Pinch-hitting specialist and the middle player in three generations of major leaguers, Jerry Hairston, is born in Birmingham, Ala.
Hairston had a unique White Sox career, in that he spent 14 years with the club but saw action in only 808 games — just about 58 games per year. That’s because Hairston played in the American League in the DH era, so there was less need for him a pinch-runner and defensive replacement.
One way he added big value to the White Sox, however, was with his pinch-hitting. Hairston went .258 with 90 hits (27th-best in history) and eight homers as a pinch-hitter.

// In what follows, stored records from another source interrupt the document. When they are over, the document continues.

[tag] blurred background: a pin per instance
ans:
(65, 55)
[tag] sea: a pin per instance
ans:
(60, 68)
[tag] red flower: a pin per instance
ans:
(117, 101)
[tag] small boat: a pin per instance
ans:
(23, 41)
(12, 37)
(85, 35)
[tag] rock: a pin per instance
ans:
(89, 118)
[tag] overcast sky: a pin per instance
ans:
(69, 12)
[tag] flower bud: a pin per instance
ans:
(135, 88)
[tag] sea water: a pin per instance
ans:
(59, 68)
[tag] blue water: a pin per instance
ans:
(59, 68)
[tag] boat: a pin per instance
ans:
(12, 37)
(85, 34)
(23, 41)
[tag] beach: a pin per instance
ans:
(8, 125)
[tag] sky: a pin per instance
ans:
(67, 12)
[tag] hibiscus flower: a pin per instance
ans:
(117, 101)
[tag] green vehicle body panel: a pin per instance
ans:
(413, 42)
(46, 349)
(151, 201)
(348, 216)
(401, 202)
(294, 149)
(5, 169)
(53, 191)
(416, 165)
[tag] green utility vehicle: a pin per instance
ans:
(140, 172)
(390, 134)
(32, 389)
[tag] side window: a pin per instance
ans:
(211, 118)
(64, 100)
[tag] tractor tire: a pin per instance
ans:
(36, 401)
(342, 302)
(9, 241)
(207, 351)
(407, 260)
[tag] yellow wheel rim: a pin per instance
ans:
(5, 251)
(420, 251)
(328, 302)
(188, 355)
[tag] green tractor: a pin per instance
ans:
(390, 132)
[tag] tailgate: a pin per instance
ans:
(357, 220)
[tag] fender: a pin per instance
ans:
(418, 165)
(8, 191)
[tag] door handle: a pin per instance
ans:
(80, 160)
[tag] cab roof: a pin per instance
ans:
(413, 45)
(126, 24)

In 14 years on the White Sox, Hairston had several memorable moments. Two of his best came in the 1980s — and just one as a pinch-hitter.
On the last day of the season and in what would turn out to be Harry Caray’s last game broadcasting for the White Sox (Oct. 4, 1981), Hairston singlehandedly rallied the Pale Hose to a walk-off win. In the eighth inning, Hairston faced Twins reliever and future White Sox pitching guru Don Cooper and hit a grand slam to trim Minnesota’s lead to 12-9. In the 12th, facing former White Sox teammate John Verhoeven with two outs, Hairston singled home a run to complete the comeback, 13-12.

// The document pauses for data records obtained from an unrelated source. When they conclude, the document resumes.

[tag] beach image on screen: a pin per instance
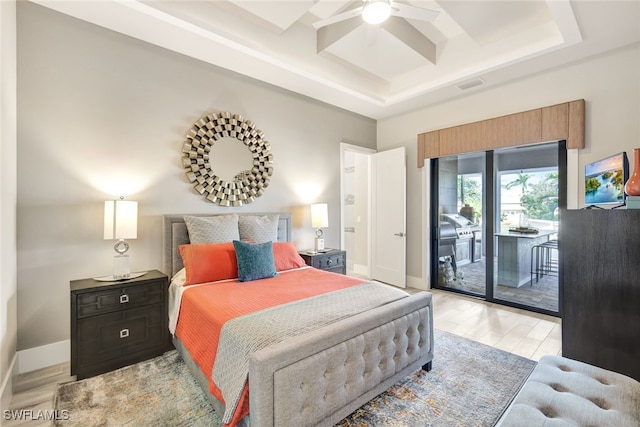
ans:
(604, 181)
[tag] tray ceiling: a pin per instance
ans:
(373, 70)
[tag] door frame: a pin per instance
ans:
(344, 148)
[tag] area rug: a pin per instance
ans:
(470, 384)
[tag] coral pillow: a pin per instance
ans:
(286, 256)
(208, 262)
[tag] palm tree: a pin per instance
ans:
(520, 181)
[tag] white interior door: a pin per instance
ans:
(388, 194)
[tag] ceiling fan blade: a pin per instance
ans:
(412, 12)
(337, 18)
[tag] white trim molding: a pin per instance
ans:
(44, 356)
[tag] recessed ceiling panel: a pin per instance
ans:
(488, 21)
(371, 48)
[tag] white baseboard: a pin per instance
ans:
(6, 392)
(416, 282)
(44, 356)
(362, 270)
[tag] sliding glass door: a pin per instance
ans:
(461, 230)
(494, 229)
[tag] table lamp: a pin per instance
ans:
(319, 219)
(120, 223)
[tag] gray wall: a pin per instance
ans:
(8, 281)
(100, 115)
(610, 86)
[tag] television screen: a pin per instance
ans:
(604, 180)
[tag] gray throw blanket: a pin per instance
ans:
(244, 335)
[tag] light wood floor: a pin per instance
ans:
(517, 331)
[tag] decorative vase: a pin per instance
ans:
(632, 186)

As stirring as that game was, Hairston’s other big moment altered history. Called up to pinch-hit with two outs in the ninth during Milt Wilcox’s perfect game bid on April 15, 1983, Hairston singled to center to spoil it. It was just the fifth time in baseball history that a perfect game was lost on the last batter.

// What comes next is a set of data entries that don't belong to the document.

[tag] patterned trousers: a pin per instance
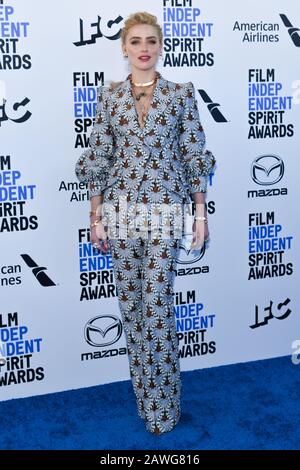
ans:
(144, 276)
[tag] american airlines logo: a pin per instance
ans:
(292, 30)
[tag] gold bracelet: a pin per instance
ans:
(95, 223)
(199, 217)
(94, 213)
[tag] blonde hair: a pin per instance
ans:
(141, 17)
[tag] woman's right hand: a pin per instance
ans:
(99, 237)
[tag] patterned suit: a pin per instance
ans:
(158, 165)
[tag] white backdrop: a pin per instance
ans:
(54, 311)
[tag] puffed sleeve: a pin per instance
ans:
(93, 165)
(198, 163)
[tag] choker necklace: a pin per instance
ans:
(142, 84)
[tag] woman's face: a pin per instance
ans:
(142, 46)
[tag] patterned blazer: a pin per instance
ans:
(163, 162)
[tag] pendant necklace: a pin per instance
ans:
(138, 96)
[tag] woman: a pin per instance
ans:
(147, 151)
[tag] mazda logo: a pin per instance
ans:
(103, 330)
(267, 169)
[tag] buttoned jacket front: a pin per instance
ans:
(164, 161)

In retirement, Hairston managed in the White Sox system (1999-2005) and was a White Sox hitting coach under both Robin Ventura and Ricky Renteria.
Hairston’s father, Sammy, was a Negro League star and became the first Black player signed by the White Sox. Hairston’s brother Johnny played in the majors, as have his sons Jerry Jr. and Scott.
Harold Baines and Ozzie Guillén played with both Jerry and one of his sons.